Watkin Jones & Son Ltd V Lidl UK GMBH (Part II)
Technology and Construction Court
His Honour Judge Humphrey LLoyd QC
27 December 2001
The contract incorporated JCT 98. The adjudicator in the first adjudication decided that the contractor should be paid the full amount of what the adjudicator held was the contractor’s interim payment application on the ground that the employer had failed to serve any notice of withholding under clause 30.3.3 or .4 with the result that clause 30.3.5 (automatically) came into operation and required the employer to pay the full amount of the payment application. The employer began a second adjudication and described the dispute as relating to the properly calculated (revised) sum which the contractor should have applied for and sought a decision that the sum properly payable under the application was such revised sum. The adjudicator resigned on the ground that he did not have jurisdiction to determine the dispute. Another (third) adjudicator was appointed who took the view that he did have jurisdiction. The contractor contended that this (third) adjudicator did not have jurisdiction and applied for a declaration to this effect.

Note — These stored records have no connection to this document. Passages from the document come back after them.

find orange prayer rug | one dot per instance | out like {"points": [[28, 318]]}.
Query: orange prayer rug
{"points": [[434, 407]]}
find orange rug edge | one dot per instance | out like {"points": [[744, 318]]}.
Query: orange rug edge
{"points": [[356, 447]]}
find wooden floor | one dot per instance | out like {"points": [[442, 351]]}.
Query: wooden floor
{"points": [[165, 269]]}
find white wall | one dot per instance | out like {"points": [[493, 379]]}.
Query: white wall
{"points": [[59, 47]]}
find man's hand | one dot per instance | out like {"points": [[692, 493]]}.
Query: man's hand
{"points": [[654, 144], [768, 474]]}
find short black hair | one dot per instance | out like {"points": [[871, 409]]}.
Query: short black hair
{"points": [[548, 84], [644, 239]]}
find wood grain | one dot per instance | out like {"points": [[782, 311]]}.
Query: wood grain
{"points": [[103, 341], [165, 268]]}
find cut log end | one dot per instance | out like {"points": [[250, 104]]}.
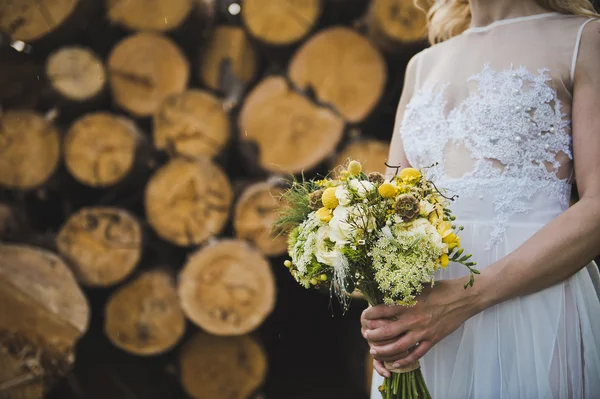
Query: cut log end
{"points": [[44, 313], [191, 124], [100, 149], [103, 245], [372, 154], [188, 201], [228, 44], [280, 23], [227, 288], [157, 16], [344, 69], [393, 24], [255, 212], [292, 134], [144, 317], [144, 69], [76, 73], [31, 20], [222, 367], [29, 149]]}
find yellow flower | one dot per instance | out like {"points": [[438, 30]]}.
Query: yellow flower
{"points": [[329, 199], [444, 260], [324, 214], [354, 168], [410, 175], [387, 190]]}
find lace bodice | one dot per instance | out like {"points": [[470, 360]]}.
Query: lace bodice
{"points": [[497, 127]]}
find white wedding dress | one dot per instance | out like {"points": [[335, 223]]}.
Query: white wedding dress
{"points": [[492, 107]]}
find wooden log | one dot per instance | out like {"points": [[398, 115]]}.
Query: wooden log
{"points": [[76, 73], [222, 367], [280, 23], [188, 201], [227, 288], [144, 69], [155, 16], [191, 124], [44, 313], [227, 44], [255, 212], [292, 134], [102, 245], [31, 20], [29, 149], [144, 317], [102, 149], [394, 24], [344, 69], [372, 154]]}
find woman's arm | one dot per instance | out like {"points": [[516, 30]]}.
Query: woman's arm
{"points": [[552, 255]]}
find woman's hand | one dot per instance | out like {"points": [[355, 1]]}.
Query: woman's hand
{"points": [[402, 335]]}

Judge LLoyd granted the declaration. The contractual machinery of JCT 98 was precise and meant that if the employer did not give a notice under clause 30.3.3 or .4, the amount of the interim payment application had to be paid in full. The employer’s attempt to avoid its failure to give a notice under clause 30.3.3 or .4 by trying in the first adjudication to characterise the application as one for a final account was (rightly) rejected by the first adjudicator. It was not open to the employer to go back over the ground covered in the first adjudication in the subsequent adjudication by seeking to argue in the subsequent adjudication that the valuation which ought to have been the subject of the payment stemming from the payment application was other than that applied for by the contractor insofar as the route by which that contention could and should have been raised was that provided for by clause 30.3.3.
A disappointed defendant will not be able to have a “second bite at the cherry” by instigating a second adjudication if the subject matter of the dispute referred is in effect the same as the dispute already decided.